The U.S. House of Representatives in 1991 enacted the Patient Self- Determination Act. The Act stipulates that all hospitals receiving Medicaid or Medicare reimbursement must ascertain whether patients have or wish to have advance directives. The Patient Self- Determination Act does not create or legalize advance directives; rather it validates their existence in each of the states.
It was not until 1990 that the United States Supreme Court agreed to hear a case on the legality of advance directives. The Supreme Court had been reticent to hear cases on advance directives, reflecting to some degree the belief that advance directives are determined at the state rather than federal level. In 1990, the Court heard Cruzan vs Director. The case, similar to that of Karen Ann Quinlan, involved the desire to discontinue the percutaneous gastrostomy feedings of Nancy Cruzan. The United States Supreme Court decided in favor of the individual right to refuse treatment, even life-sustaining treatment. The Supreme Court refused to hand down a specific decision on medical treatment in the case. Following the opinion of the Supreme Court, the case was referred back to the Missouri Supreme Court. The Missouri Supreme Court heard testimony of a verbal advance directive that was deemed to be sufficient evidence to support the refusal of medical treatment.
The landmark Quinlan and Cruzan cases emerged out of similar situations and similar needs. Both cases dealt with the medical care of young, physically strong people in a persistent vegetative state. While similar in these regards, the two judicial decisions dealt with different types of advance directives.

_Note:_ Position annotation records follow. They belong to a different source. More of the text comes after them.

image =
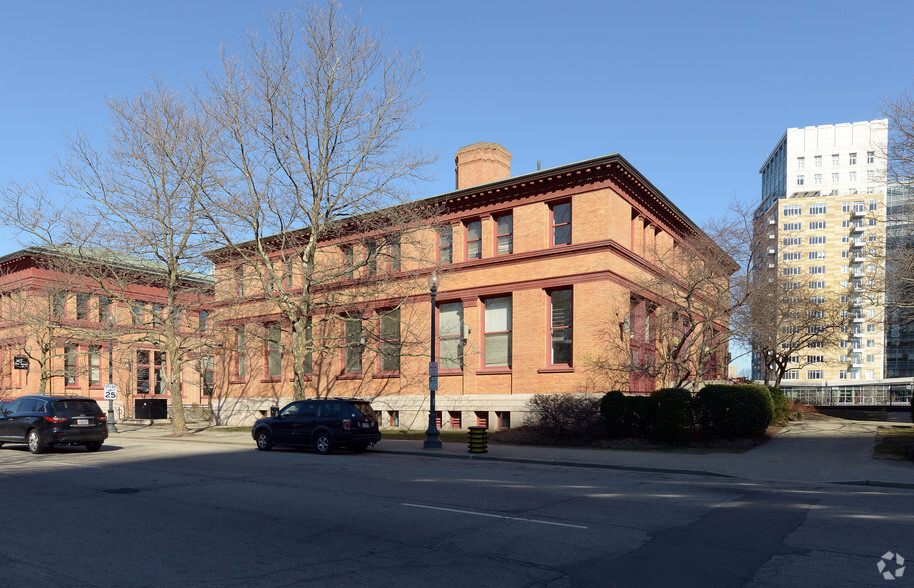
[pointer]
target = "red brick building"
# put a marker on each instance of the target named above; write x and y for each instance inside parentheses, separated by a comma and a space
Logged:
(536, 272)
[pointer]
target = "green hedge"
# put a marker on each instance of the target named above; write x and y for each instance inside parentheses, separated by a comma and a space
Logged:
(781, 405)
(744, 410)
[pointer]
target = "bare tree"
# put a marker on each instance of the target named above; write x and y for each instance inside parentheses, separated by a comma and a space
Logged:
(131, 220)
(313, 178)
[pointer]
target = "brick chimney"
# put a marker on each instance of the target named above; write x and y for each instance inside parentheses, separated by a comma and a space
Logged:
(481, 163)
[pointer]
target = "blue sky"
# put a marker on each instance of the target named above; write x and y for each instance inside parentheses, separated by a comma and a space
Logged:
(693, 94)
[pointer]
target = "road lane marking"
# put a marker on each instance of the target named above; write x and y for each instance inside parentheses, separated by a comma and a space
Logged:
(483, 514)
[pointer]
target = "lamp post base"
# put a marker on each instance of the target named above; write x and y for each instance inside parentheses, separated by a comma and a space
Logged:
(431, 440)
(110, 423)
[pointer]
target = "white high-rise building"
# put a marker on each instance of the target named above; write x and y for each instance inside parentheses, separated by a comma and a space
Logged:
(823, 215)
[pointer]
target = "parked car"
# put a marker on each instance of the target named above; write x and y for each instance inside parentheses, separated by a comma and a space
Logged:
(321, 423)
(45, 421)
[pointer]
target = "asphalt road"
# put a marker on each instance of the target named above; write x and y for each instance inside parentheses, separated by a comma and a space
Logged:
(167, 513)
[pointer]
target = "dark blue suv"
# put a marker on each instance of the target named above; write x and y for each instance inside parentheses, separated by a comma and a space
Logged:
(45, 421)
(322, 423)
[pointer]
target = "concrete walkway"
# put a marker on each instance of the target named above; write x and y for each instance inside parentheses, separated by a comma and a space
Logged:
(832, 450)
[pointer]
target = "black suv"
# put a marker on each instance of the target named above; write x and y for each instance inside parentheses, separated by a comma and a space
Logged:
(322, 423)
(45, 421)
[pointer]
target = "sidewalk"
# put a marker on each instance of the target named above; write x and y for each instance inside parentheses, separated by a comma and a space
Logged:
(836, 451)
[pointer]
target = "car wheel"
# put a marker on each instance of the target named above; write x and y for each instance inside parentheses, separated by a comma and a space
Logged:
(264, 440)
(35, 444)
(323, 442)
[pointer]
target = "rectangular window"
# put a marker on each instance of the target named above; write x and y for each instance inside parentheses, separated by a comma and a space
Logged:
(497, 331)
(353, 340)
(450, 335)
(207, 375)
(95, 375)
(445, 245)
(348, 262)
(70, 366)
(561, 223)
(240, 353)
(82, 306)
(393, 254)
(274, 350)
(104, 307)
(371, 257)
(58, 304)
(288, 274)
(390, 340)
(474, 239)
(504, 234)
(561, 320)
(149, 376)
(239, 280)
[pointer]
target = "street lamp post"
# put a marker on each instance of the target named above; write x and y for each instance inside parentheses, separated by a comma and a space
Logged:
(112, 428)
(431, 434)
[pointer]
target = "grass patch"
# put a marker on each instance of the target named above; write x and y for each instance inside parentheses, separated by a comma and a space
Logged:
(893, 443)
(446, 436)
(228, 429)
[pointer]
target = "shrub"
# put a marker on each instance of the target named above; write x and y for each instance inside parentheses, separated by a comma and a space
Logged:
(781, 405)
(615, 414)
(566, 415)
(734, 411)
(674, 422)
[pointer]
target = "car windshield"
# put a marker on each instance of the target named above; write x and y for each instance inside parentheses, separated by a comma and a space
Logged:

The case of Karen Ann Quinlan dealt with the ability of the individual to appoint a health care proxy. The case of Nancy Cruzan addressed the right of a healthy individual to establish a binding living will.
The Current Situation
In the United States, four out of every five adults has no advance directive, a situation that some have likened to taking your car to the mechanic and saying, "I think it needs a tune-up, but if you find something really wrong with it, just go ahead and fix it, even if it won't run afterwards? And by the way, please charge me for the work and if I can't pay for it, I'm sure my estate will!"
When asked what would provide a good death, the majority of Americans answer, in essence; "Quick, painless, at home and surrounded by family."
In 1950, about half of Americans who died did so at home. Now, about 85% of Americans die in a health care setting: a hospital, a nursing home or a rehabilitation center. At least 12% die in an intensive care unit.
Summary
Over the past three decades, the United States -- all fifty states and the District of Columbia -- have passed laws to legalize the use of living wills, health care proxies and/or the durable power of attorney. The U.S. federal government has validated state laws on advance directives through the 1991 Patient Self- Determination Act. And the U.S. Supreme Court has handed down an opinion acknowledging the congruence of the Constitution of the United States with state laws on the right to designate future medical treatment.